Annual dynamics in pond counts and relationships with landscape characteristics

We assessed the influence of environmental variables on annual pond counts at three spatial resolutions (segment, stratum and transect) using a similar approach developed for time series analyses of population dynamics (Sæther et al. 2004; Engen et al. 2005).
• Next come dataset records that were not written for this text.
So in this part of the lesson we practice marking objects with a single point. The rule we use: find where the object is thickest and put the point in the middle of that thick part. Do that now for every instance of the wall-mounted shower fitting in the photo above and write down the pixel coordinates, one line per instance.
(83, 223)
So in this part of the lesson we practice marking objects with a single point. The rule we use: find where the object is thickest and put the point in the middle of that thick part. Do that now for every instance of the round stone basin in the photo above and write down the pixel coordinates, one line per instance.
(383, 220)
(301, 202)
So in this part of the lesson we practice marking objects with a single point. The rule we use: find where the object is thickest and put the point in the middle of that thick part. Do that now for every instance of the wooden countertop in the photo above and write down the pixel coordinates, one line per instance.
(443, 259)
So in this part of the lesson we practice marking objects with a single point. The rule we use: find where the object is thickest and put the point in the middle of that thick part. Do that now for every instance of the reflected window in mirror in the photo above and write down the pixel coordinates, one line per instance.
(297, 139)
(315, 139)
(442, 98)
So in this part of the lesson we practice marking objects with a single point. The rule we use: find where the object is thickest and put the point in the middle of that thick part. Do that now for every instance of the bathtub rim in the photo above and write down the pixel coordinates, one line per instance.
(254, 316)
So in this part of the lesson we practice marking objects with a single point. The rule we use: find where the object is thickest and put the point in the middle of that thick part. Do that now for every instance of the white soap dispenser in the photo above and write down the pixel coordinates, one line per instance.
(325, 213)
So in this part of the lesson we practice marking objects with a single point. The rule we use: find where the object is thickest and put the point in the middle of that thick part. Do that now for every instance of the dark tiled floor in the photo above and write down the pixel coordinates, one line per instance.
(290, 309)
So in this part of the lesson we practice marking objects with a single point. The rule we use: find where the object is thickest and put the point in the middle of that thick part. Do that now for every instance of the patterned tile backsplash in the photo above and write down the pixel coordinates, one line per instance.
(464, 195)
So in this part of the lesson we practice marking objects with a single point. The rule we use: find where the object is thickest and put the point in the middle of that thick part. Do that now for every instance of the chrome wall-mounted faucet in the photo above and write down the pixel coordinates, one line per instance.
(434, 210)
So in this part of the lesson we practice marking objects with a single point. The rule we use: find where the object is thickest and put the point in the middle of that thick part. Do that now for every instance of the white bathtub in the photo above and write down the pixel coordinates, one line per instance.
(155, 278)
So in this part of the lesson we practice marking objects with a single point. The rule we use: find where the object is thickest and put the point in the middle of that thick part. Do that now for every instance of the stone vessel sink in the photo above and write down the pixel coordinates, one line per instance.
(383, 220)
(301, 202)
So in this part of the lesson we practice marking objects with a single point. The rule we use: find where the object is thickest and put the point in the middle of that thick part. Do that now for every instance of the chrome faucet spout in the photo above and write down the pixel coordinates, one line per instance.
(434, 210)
For each spatial unit j, a regression was run between ln-transformed pond counts at year k, u jk , and each of the environmental variables i at year k, y ijk (Eq. 1):

$$ u_{jk} = \beta_{ij} y_{ijk} + w_{ij} $$
(1)

where w ij is the intercept for the regression at spatial unit j and environmental variable i. β ij represent the effect of environmental variable i on pond counts at the spatial unit j.
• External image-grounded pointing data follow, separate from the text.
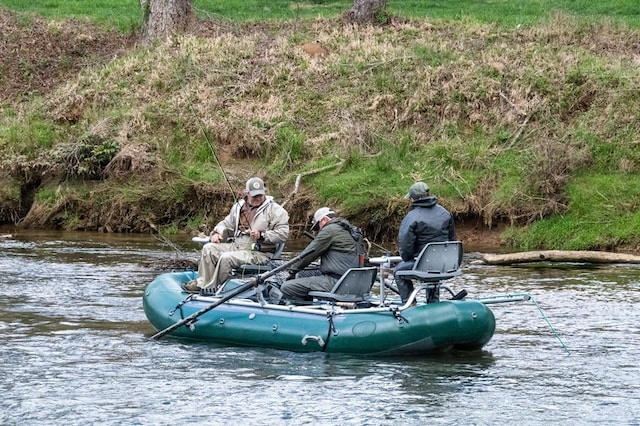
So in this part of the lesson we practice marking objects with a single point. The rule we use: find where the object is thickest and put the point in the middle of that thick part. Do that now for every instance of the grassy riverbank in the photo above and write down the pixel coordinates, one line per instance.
(532, 125)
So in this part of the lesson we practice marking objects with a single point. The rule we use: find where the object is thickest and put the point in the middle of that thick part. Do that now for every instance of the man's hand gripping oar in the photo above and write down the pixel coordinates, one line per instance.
(251, 283)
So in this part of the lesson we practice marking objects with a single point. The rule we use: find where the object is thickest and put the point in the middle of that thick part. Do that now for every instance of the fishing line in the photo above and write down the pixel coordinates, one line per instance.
(522, 297)
(213, 151)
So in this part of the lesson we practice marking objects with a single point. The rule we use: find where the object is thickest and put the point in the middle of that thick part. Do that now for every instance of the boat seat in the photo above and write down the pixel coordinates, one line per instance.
(436, 262)
(250, 269)
(353, 286)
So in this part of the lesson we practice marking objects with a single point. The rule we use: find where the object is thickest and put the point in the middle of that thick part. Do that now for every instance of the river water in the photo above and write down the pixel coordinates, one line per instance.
(76, 350)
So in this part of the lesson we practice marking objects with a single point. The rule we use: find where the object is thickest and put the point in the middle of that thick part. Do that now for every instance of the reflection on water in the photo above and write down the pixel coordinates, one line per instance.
(75, 349)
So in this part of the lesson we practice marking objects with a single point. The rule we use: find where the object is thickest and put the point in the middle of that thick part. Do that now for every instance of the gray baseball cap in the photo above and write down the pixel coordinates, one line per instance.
(417, 191)
(319, 214)
(255, 186)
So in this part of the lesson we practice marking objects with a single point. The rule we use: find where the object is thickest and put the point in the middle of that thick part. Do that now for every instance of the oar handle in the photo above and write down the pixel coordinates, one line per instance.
(253, 282)
(203, 311)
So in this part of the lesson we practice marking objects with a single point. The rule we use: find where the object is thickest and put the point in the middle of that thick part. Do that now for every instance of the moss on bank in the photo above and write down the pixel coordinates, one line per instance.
(533, 127)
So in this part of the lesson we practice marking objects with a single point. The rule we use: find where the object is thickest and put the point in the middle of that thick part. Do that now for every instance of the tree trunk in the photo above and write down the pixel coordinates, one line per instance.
(368, 12)
(559, 256)
(163, 18)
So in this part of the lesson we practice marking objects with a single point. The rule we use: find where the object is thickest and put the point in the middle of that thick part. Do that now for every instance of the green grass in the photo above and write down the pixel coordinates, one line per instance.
(126, 14)
(534, 125)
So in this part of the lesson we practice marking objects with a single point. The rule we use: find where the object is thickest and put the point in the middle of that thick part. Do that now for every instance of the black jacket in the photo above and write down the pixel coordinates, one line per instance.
(427, 222)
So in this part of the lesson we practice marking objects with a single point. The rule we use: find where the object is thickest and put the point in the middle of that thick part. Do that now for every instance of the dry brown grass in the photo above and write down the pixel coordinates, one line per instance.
(521, 96)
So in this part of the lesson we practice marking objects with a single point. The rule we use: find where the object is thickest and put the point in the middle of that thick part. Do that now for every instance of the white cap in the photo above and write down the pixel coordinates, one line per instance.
(319, 214)
(255, 186)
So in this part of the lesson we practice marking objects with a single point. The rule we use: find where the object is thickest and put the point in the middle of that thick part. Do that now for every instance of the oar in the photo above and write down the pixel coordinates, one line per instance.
(251, 283)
The proportion of total variance in pond counts that was explained by an environmental variable y i at spatial unit j, ρ ij , was calculated as:

$$ \rho_{ij} = {{\text{var} \left( {\beta_{ij} y_{ij} } \right)} \mathord{\left/ {\vphantom {{\text{var} \left( {\beta_{ij} y_{ij} } \right)} {\sigma_{j}^{2} }}} \right. \kern-0pt} {\sigma_{j}^{2} }} $$
(2)

where \( \sigma_{j}^{2} \) is the variance in ln(pond frequency) at spatial unit j.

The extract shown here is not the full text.